Nicht alles verloren

Was die politische Lange betrifft, so hat sich das Bild zwar deutlich eingetrübt. Noch aber erscheint nicht alles verloren. So gehen viele Beobachter davon aus, dass Hollande nur einen kleinen Teil seiner Wahlversprechungen in die Realität umsetzen kann und dass der Wachstumspakt, den der Franzose neben den Fiskalpakt stellen will, bestenfalls einer der typischen EU-Kompromisse sein wird, die in der Praxis kaum Wirkung zeigen - wenn er überhaupt durchsetzbar ist.

Hinsichtlich der durchaus als verfahren zu bezeichnenden Situation in Athen hat sich immerhin Erleichterung breitgemacht, dass es Alexis Tsipras, dem Chef des Linksbündnisses, nicht gelungen ist, eine Regierung zu formieren.

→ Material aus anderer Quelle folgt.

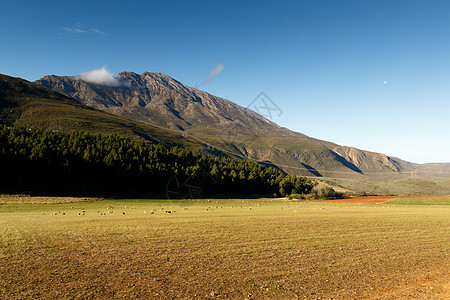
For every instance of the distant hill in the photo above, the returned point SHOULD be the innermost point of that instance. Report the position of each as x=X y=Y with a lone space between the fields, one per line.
x=31 y=105
x=158 y=99
x=159 y=109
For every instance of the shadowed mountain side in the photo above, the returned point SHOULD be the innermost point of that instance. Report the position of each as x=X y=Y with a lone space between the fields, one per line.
x=27 y=104
x=158 y=99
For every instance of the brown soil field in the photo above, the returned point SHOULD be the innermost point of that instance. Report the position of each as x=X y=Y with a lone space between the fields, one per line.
x=369 y=199
x=366 y=199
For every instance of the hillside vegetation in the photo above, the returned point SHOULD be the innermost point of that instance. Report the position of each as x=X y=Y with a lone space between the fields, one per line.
x=82 y=163
x=405 y=187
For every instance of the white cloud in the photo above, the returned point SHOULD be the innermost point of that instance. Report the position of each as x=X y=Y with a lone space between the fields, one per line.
x=101 y=76
x=80 y=28
x=214 y=73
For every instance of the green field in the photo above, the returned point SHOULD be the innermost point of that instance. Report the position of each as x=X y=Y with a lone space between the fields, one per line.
x=223 y=249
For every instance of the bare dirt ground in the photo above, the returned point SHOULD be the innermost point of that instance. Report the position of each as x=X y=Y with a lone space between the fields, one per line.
x=366 y=199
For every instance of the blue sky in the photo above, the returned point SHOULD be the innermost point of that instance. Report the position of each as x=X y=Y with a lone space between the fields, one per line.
x=369 y=74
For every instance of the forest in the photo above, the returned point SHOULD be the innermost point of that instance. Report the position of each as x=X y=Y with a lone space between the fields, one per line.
x=80 y=163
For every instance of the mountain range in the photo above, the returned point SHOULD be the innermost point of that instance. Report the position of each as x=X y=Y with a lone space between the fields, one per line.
x=160 y=109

Nun deutet vieles darauf hin, dass es Neuwahlen gibt, wobei der 17. Juni als wahrscheinlichster Termin gilt. Viele Anleger hoffen, dass sich bis dahin die Proteststimmung der Wähler wenigstens teilweise gelegt hat, so dass die Parteien, die den Kompromiss mit Brüssel tragen, zusammen wieder auf eine Mehrheit kommen.

Die Zeit drängt

Allerdings drängt die Zeit: Bis Ende Juni müssen Regierung und Parlament ein neues Sparpaket im Volumen von 11,5 Mrd. Euro beschlossen haben, damit Brüssel zusätzliche Gelder für das Land freigibt. Sollte keine Regierung zustande kommen - oder sich eine herausbilden, die den Sparkurs ablehnt - würden die nächsten Finanzhilfen ausbleiben und das Land relativ schnell abrutschen.

Warnung von Fitch

Ein Ausscheiden Griechenlands aus der Eurozone - dem Credit Suisse beispielsweise eine Wahrscheinlichkeit von 15% beimisst - hätte für die gesamte Europäische Union Folgen. Die Ratingagentur Fitch hat am Freitag darauf hingewiesen, dass dann die Ratings sämtlicher Staaten der Eurozone auf Downgrades hin geprüft würden.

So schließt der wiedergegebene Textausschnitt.